Mais de mil avaliações e uma nota de 7,5 no IMDB deixavam antever que “Variações” é um filme no mínimo interessante. A juntar a esta avaliação que normalmente é encarada como padrão de qualidade surgiram as notícias de que o primeiro fim-de-semana nos cinemas tinha sido bastante bom, tendo mesmo superado os números de estreia de todos os outros filmes portugueses de 2019. Depois disto, se já tinha interesse em conhecer melhor a história de António Variações, mais interessado fiquei. E fui! 😉

“Variações” é um filme biográfico mas nem por isso nos aborrece na história da carreira musical de António. Mais do que descrever exaustivamente o seu percurso vai-nos mostrando, em longas sequências vividas em diferentes tempos (que em alguns momentos podem chegar a confundir ligeiramente quem vê), a sua essência, o que quis ser e como viveu. Numa determinada cena, sensivelmente a meio do filme, percebe-se que o objectivo dos autores é precisamente passar a mensagem de António Variações: “Quem disse que me quero adaptar?! É Lisboa que se vai adaptar a mim”.

Sérgio Praia é António Variações. E é mesmo!! Foram vários os momentos em que me senti a olhar para ele – sem me lembrar de tudo aquilo em que já vi o Sérgio. Percebe-se a seriedade com que encarou o papel e como o estudou meticulosamente: o andar, o olhar e o sotaque são exímios e transportam-nos. É uma interpretação muito generosa e que me remete, a espaços, para o que fez Rami Malek com Freddie Mercury – …e que lhe valeu um Oscar!

Também os actores secundários merecem o destaque, sobretudo Filipe Duarte e Victoria Guerra, que juntos interpretam um casal de grande importância na vida e carreira de António Variações e cuja sensibilidade chega a ser comovente.

(Fotografias: João Pina)

Tecnicamente é com toda a certeza um dos melhores filmes portugueses dos últimos anos. O som tem um papel central e está no ponto e a direcção de fotografia está muito acima da média para o que vemos produzido em Portugal – a “luz” de Lisboa está lá e a escuridão meio assustadora dos anos 80 também. Ao controlar muito bem estes dois factores que influenciam em muito o resultado final que vemos nos ecrãs… o realizador faz-nos voltar atrás no tempo. Estamos lá, naquela época, mesmo que nunca tenhamos efectivamente estado – como é o meu caso.

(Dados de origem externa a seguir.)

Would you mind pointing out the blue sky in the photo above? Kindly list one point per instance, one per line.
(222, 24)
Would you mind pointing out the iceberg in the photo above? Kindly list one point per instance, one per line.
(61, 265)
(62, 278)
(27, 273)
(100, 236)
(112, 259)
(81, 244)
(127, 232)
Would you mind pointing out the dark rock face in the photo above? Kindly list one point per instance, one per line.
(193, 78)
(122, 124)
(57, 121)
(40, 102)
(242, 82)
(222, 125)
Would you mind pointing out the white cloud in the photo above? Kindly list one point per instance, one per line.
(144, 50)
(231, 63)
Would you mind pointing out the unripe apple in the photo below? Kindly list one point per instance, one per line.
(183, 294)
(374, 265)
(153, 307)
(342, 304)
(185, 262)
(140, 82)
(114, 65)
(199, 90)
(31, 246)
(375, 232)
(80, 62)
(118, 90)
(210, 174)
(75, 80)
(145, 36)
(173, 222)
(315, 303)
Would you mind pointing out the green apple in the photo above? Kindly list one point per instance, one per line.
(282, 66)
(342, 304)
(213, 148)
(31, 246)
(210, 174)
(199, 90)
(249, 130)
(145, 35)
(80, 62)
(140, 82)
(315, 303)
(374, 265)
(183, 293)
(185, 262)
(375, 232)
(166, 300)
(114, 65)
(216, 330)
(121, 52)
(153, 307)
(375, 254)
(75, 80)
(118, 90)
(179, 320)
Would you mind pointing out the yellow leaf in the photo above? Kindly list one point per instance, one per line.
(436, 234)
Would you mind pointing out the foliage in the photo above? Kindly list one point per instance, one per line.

A única coisa de que sinto falta é de um ritmo mais elevado em alguns momentos da narrativa que, tal como estão, são mais de contemplação do que entretenimento.

“Variações” é um bom filme. Daqueles que vale a pena ver e rever, como eu tanto gosto!! Vou fazê-lo e sinto que vou gostar ainda mais a cada uma das vezes que vir. Porque a história de António Variações é muito rica e para além disso… enche-me de orgulho ver como tem evoluído o cinema português 🙂

JM.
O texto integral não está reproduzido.